Navalny on New Charges: 'No Idea What Article 214 Is'

Opposition leader serving 30 years says new allegations are part of Kremlin obsession with him
By Newser Editors and Wire Services
Posted Dec 2, 2023 6:30 AM CST
Navalny on New Charges: 'No Idea What Article 214 Is'
Russian opposition leader Alexei Navalny is seen inside a glass cage in the Babuskinsky District Court in Moscow on Feb. 20, 2021.   (AP Photo/Alexander Zemlianichenko, File)
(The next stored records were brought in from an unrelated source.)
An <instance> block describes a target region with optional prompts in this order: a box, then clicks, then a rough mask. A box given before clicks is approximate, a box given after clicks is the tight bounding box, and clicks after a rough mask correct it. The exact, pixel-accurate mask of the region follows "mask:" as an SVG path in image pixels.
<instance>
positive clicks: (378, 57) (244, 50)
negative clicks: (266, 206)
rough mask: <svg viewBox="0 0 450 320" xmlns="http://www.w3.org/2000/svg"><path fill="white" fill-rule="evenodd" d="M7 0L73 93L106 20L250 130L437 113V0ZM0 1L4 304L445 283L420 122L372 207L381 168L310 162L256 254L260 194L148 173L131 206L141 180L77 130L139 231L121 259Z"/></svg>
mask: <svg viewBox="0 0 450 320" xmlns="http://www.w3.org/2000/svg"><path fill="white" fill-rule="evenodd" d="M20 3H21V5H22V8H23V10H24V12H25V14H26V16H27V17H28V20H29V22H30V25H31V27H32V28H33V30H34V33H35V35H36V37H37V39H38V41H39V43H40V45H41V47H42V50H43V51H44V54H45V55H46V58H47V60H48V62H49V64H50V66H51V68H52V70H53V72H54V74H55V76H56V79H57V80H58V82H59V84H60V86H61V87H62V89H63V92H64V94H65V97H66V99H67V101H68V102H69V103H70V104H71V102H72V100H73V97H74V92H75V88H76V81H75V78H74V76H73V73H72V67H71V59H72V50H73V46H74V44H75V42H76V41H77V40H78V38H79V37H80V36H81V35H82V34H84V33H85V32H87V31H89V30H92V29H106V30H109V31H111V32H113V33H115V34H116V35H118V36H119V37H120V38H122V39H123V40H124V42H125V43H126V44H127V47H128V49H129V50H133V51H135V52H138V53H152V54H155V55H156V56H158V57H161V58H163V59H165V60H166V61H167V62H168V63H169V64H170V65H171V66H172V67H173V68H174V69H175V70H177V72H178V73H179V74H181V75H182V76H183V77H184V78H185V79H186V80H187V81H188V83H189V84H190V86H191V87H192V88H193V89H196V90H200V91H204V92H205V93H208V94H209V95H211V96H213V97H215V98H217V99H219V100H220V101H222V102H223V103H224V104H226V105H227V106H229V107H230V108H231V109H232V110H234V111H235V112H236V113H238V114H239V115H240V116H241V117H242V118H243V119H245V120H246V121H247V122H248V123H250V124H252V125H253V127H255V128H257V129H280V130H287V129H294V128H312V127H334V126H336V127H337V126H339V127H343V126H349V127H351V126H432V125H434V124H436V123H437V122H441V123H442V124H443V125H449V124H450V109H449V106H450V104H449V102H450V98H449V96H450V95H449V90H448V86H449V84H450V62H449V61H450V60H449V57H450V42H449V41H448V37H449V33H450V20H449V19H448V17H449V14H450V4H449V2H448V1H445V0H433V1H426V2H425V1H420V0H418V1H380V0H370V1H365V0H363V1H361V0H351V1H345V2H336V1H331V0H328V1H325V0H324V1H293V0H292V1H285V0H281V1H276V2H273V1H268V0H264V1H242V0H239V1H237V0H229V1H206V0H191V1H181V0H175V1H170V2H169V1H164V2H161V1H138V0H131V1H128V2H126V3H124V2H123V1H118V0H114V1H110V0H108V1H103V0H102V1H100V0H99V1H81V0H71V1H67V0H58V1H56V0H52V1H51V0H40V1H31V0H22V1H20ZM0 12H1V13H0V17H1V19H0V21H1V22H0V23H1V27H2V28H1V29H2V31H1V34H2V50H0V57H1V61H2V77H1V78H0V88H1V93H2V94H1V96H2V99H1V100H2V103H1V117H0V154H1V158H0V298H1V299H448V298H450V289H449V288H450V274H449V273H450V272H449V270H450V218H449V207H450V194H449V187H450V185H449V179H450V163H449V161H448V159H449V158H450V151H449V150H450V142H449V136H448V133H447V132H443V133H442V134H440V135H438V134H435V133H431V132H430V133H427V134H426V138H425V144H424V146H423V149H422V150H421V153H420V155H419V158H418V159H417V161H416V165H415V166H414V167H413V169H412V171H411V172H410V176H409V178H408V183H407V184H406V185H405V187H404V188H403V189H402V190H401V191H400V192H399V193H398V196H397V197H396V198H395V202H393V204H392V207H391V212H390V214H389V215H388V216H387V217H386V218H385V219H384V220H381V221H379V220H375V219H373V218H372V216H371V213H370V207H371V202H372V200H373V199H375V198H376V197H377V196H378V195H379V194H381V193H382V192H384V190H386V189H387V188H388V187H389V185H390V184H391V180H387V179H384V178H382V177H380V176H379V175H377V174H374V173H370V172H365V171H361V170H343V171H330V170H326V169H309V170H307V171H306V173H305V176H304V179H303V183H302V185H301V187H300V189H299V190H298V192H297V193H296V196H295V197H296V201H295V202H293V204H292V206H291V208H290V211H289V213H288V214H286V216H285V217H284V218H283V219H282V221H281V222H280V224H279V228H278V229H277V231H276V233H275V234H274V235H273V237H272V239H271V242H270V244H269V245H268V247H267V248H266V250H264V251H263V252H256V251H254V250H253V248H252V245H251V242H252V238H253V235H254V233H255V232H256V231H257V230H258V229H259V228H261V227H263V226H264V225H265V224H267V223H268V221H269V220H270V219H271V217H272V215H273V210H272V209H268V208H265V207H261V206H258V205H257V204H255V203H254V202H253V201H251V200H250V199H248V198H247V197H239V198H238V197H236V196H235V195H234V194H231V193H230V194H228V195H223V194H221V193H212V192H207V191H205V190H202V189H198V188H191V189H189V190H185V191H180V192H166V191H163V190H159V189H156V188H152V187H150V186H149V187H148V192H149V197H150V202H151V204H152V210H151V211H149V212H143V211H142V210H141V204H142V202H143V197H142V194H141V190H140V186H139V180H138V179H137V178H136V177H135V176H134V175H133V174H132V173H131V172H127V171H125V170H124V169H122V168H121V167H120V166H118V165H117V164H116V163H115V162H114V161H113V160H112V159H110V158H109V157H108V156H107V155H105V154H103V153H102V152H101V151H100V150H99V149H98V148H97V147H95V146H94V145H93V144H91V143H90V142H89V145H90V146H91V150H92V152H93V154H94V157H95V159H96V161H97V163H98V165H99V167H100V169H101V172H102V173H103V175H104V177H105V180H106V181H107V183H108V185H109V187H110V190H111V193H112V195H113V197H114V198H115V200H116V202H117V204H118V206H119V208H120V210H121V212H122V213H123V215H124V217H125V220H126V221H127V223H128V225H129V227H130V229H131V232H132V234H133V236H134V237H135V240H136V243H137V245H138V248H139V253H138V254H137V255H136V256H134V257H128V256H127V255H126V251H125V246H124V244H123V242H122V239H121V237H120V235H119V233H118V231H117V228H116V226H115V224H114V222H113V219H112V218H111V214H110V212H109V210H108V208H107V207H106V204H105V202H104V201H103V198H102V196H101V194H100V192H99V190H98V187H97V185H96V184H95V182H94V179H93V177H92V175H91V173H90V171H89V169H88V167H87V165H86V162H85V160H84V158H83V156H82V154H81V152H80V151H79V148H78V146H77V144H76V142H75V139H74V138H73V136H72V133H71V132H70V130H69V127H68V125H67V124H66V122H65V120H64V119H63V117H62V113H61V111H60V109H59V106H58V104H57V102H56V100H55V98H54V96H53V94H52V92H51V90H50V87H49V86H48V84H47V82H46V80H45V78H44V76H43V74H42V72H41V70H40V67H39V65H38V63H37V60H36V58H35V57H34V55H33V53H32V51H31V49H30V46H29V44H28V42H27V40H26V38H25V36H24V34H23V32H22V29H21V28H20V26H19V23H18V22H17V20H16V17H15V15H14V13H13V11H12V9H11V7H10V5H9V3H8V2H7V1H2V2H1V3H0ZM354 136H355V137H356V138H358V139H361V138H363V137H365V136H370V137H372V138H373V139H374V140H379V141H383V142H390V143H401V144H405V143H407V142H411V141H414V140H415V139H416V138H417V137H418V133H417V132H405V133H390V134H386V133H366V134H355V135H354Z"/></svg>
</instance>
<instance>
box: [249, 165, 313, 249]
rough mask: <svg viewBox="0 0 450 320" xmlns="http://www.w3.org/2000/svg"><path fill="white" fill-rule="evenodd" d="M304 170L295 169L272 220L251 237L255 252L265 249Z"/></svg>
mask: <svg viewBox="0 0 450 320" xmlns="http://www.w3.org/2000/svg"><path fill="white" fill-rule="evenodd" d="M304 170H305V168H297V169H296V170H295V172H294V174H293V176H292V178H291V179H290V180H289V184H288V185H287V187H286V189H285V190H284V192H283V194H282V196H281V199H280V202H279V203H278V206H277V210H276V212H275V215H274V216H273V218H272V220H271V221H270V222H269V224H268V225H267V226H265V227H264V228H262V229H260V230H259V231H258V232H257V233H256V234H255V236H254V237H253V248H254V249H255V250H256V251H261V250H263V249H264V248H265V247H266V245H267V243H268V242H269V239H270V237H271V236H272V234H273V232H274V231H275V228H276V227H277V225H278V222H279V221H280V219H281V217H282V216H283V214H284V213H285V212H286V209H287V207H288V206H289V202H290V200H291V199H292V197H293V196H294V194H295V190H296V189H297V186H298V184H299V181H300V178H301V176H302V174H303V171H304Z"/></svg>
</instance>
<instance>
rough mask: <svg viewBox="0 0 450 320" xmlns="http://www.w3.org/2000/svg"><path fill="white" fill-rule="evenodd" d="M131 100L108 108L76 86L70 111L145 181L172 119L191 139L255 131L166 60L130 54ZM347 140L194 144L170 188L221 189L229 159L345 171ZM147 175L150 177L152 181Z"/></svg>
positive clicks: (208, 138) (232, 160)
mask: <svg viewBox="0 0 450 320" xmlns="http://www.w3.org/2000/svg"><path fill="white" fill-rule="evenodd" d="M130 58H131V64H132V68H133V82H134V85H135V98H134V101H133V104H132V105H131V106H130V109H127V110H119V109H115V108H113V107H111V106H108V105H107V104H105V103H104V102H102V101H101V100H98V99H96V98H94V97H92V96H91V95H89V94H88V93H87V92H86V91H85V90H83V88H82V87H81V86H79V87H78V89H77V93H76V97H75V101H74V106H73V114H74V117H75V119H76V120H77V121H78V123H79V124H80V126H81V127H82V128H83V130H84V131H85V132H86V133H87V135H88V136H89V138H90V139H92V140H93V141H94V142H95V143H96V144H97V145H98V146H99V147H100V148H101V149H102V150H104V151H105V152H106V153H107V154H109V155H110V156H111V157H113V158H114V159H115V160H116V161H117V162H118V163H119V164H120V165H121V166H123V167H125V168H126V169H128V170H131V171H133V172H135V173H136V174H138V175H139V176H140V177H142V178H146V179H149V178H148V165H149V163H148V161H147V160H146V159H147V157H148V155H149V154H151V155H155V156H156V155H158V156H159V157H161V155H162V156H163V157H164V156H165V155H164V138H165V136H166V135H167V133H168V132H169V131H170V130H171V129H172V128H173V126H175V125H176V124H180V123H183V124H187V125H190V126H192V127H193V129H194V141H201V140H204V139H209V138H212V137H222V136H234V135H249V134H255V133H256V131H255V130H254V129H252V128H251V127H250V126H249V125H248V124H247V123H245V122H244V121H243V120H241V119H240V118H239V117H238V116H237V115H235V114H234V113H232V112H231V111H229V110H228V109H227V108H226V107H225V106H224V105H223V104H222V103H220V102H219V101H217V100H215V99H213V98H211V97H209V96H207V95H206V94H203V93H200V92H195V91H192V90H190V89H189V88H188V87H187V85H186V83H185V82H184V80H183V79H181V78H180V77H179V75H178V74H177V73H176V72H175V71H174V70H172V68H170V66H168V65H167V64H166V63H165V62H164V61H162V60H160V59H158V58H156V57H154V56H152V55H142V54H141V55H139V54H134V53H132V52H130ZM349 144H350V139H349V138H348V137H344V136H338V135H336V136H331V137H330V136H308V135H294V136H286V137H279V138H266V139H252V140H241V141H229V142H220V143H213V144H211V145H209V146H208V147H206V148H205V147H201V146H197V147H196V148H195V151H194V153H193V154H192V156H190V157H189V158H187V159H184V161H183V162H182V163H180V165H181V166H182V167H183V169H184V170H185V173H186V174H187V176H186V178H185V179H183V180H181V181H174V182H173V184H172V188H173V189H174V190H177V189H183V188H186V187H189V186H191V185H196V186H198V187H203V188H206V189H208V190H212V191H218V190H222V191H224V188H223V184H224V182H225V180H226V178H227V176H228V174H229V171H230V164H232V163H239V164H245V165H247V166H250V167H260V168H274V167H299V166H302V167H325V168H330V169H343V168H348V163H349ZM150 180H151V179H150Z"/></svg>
Imprisoned opposition leader Alexei Navalny has been handed new charges by Russian prosecutors. The 47-year-old is already serving more than 30 years in prison after being found guilty of crimes including extremism—charges that his supporters characterize as politically motivated. In comments passed to his associates, Navalny said he'd been charged under Article 214 of Russia's penal code, which covers crimes of vandalism. "I don't even know whether to describe my latest news as sad, funny, or absurd," he wrote in comments on social media Friday via his team, per the AP. "I have no idea what Article 214 is, and there's nowhere to look. You'll know before I do."

Navalny said the charges were part of the Kremlin's desire to "initiate a new criminal case against me every three months." "Never before has a convict in solitary confinement for more than a year had such a rich social and political life," he joked. Navalny is one of Russian President Vladimir Putin's most ardent opponents, best known for campaigning against official corruption and organizing major anti-Kremlin protests. The former lawyer was arrested in 2021, after he returned to Moscow from Germany, where he'd recuperated from nerve agent poisoning that he blamed on the Kremlin. He has since been handed three prison terms and faced months in solitary confinement after being accused of various minor infractions.

Several Navalny associates have also faced extremism-related charges after the politician's Foundation for Fighting Corruption and a network of regional offices were outlawed as extremist groups in 2021, a move that exposed virtually anyone affiliated with them to prosecution. Most recently, a court in the Siberian city of Tomsk jailed Ksenia Fadeyeva, who used to run Navalny's office in Tomsk, prior to her trial on extremism charges. Fadeyeva was initially placed under house arrest in October before later being remanded in pretrial detention. If found guilty, she faces up to 12 years in prison.